I was also wondering about another generalization which involves more than $2$ fruits, in that $k$ of one type of fruit can convert to $1$ of any other kind of fruit. If you could give any insight about this generalization as well, that would be greatly appreciated, but you don't have to if you don't want to. I was just mainly wondering about the first one.
TLDR; This boils down to taking modulo $k^2-1$ of a base $k$ number with digits $A,B$.
Let $f_k(A,B)$ be the result after applying all possible conversions to $(A,B)$.
Conversions are just repeated subtractions of $k$, and repeated subtraction is division.
For $A,B\ge 0$, this makes your process equivalent to the following:
Let $A/k = k\cdot q_a+r_a$ and $B/k = k\cdot q_b+r_b$.
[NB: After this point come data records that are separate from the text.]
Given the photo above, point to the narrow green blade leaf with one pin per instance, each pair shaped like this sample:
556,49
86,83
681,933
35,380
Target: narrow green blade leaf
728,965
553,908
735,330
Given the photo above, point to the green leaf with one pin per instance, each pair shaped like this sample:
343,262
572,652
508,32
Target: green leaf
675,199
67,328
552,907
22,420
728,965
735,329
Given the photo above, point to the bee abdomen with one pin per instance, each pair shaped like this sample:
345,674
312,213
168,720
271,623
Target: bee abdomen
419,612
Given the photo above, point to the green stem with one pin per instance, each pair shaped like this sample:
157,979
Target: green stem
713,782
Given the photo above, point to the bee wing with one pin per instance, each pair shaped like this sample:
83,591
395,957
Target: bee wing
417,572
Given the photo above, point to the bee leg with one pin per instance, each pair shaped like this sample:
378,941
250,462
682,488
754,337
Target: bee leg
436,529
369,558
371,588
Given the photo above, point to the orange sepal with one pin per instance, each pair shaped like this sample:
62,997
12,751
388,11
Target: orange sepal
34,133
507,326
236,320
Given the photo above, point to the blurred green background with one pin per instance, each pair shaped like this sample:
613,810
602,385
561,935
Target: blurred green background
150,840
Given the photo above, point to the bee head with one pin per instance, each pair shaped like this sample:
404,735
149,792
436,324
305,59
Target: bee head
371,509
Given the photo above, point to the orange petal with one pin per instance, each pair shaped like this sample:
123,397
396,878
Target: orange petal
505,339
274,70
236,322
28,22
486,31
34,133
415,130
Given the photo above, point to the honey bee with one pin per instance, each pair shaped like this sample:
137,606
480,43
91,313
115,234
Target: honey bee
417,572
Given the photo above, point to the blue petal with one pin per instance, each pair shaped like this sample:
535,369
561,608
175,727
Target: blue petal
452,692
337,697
New quantities will be $(A,B)\to (r_a+q_b, r_b+q_a)$.
Repeat previous steps until both quantities are less than $k$.
Taking your example, $(4, 5)\to (2, 3)\to (3, 0)\to (0, 1)$, hence $f_3(4,5)=(0,1)$.
There are $k^2$ possible final results of this process and all except $(0,0)$ repeat periodically.
That is, the period will be $k^2-1$.
The result $(0, 0)$ can occur only when $A=B=0$.
Else, it turns out that $f_k(A, B) = (x, y)$, where:
$$ \begin{array}{} M = k^2-1, \\ \alpha_0 = (A\cdot k + B) \bmod M, \\ \alpha = \begin{cases} \alpha_0, & \alpha_0\ne 0 \\ M, & \alpha_0 = 0 \end{cases},\\ x = \left\lfloor\frac{\alpha}{k}\right\rfloor \bmod k,\\ y = \alpha \bmod k.\\ \end{array} $$
So we have a closed form formula for this process.
Notice that $A\cdot k + B$ is a decimal representation of a base $k$ number with digits $A,B$.
Also notice that $x$ and $y$ are equations for base $k$ digits of a decimal number $\alpha$.
That is, this process is equivalent to taking modulo $M$ of a base $k$ number $A, B$.
The slight edge case is that we need the remainder $M$ instead of $0$ when taking mod.